Christmas party for kids and their mentors hosted by Wells Fargo Wednesday |

Christmas party for kids and their mentors hosted by Wells Fargo Wednesday

by Susie Vasquez, Appeal Staff Writer
Brian CorleyJohn Lagios watches the boy he has mentored for almost a year, Adam Douglas, 10, play with a snow globe at the Mentor Center's holiday party at the South Carson Street Wells Fargo Bank Wednesday evening.

Children and their mentors gathered for the second annual Mentor Center Christmas party, hosted by Wells Fargo Bank at the South Carson Street branch Wednesday night.

Specially made wreaths and Christmas trees decorated the lobby. The children played games like “hit the snowman,” and Kris Kringle made a special appearance, putting youngsters on his knee and handing out Christmas stockings.

“It’s a pretty good party,” said 11-year-old Tlaloc Lara, a sixth-grader at Eagle Valley Middle School. “I won the snowman and the Rudolph toss.”
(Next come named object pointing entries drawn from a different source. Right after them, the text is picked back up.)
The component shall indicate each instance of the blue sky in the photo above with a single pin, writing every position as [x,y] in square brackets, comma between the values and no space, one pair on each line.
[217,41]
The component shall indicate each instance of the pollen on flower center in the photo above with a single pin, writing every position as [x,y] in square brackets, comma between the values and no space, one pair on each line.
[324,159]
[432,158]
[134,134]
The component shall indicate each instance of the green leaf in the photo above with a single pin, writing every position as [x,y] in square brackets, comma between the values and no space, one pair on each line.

The community-supported program matches young people with adults and older teen role models. It offers one-on-one mentoring at least one hour a week.
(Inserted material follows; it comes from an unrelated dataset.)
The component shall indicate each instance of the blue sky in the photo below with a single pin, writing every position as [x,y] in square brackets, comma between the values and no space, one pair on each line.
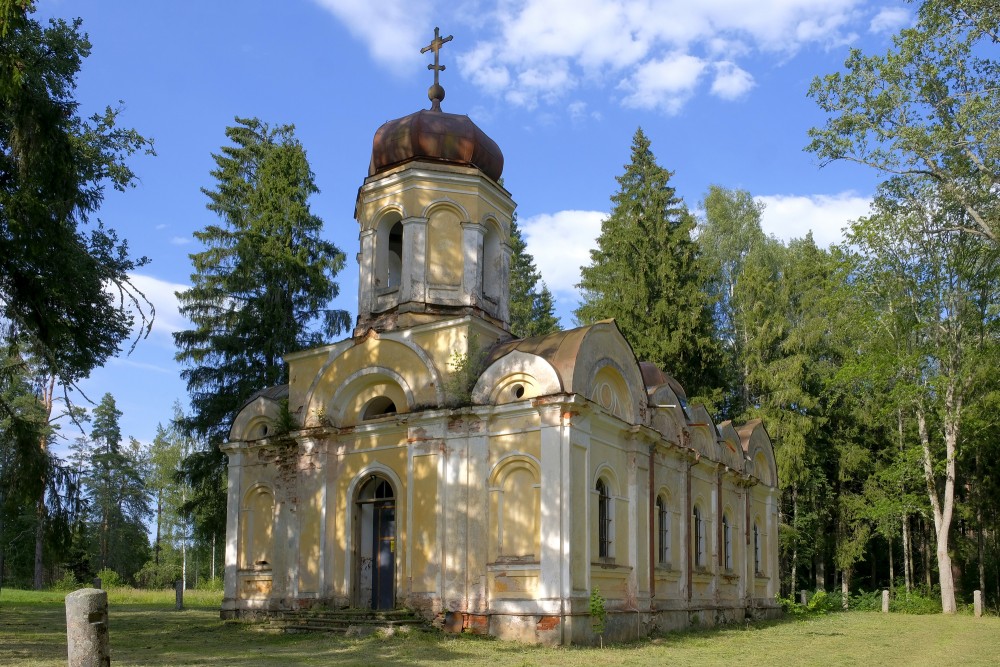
[719,86]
Center director Ruth Gordon said the idea for the party originated with the children in the program.

“Every third month, we try to do something as a group, and we found that the kids love to get together,” she said. “Most of the children probably aren’t involved in other organized groups. With this organization, they have a feeling of belonging, and they love it.”

Dressed in Santa hats, about 15 volunteers from Wells Fargo Bank supervised the games and acted as hosts. Floral designer Janet Snipes from Greenhouse Garden Center created and donated wreaths, swags and three Christmas trees. John Hurzel of Grandma Hattie’s restaurant catered the event, and Liz Rhow of Wells Fargo Home Mortgage helped with the prizes.

“We do a lot of networking with other mentoring centers nationally, and none of them receives this level of community support,” Gordon said. “We’re unique.”

The Carson City program was founded in 2000 and helps 44 school-age children. Another 17 are on the waiting list.

It’s funded through a federal grant from the Office of Juvenile Justice and Delinquency Prevention and grants from Carson City, Carson-Tahoe Hospital, the Carson City School District and Western Nevada Community College.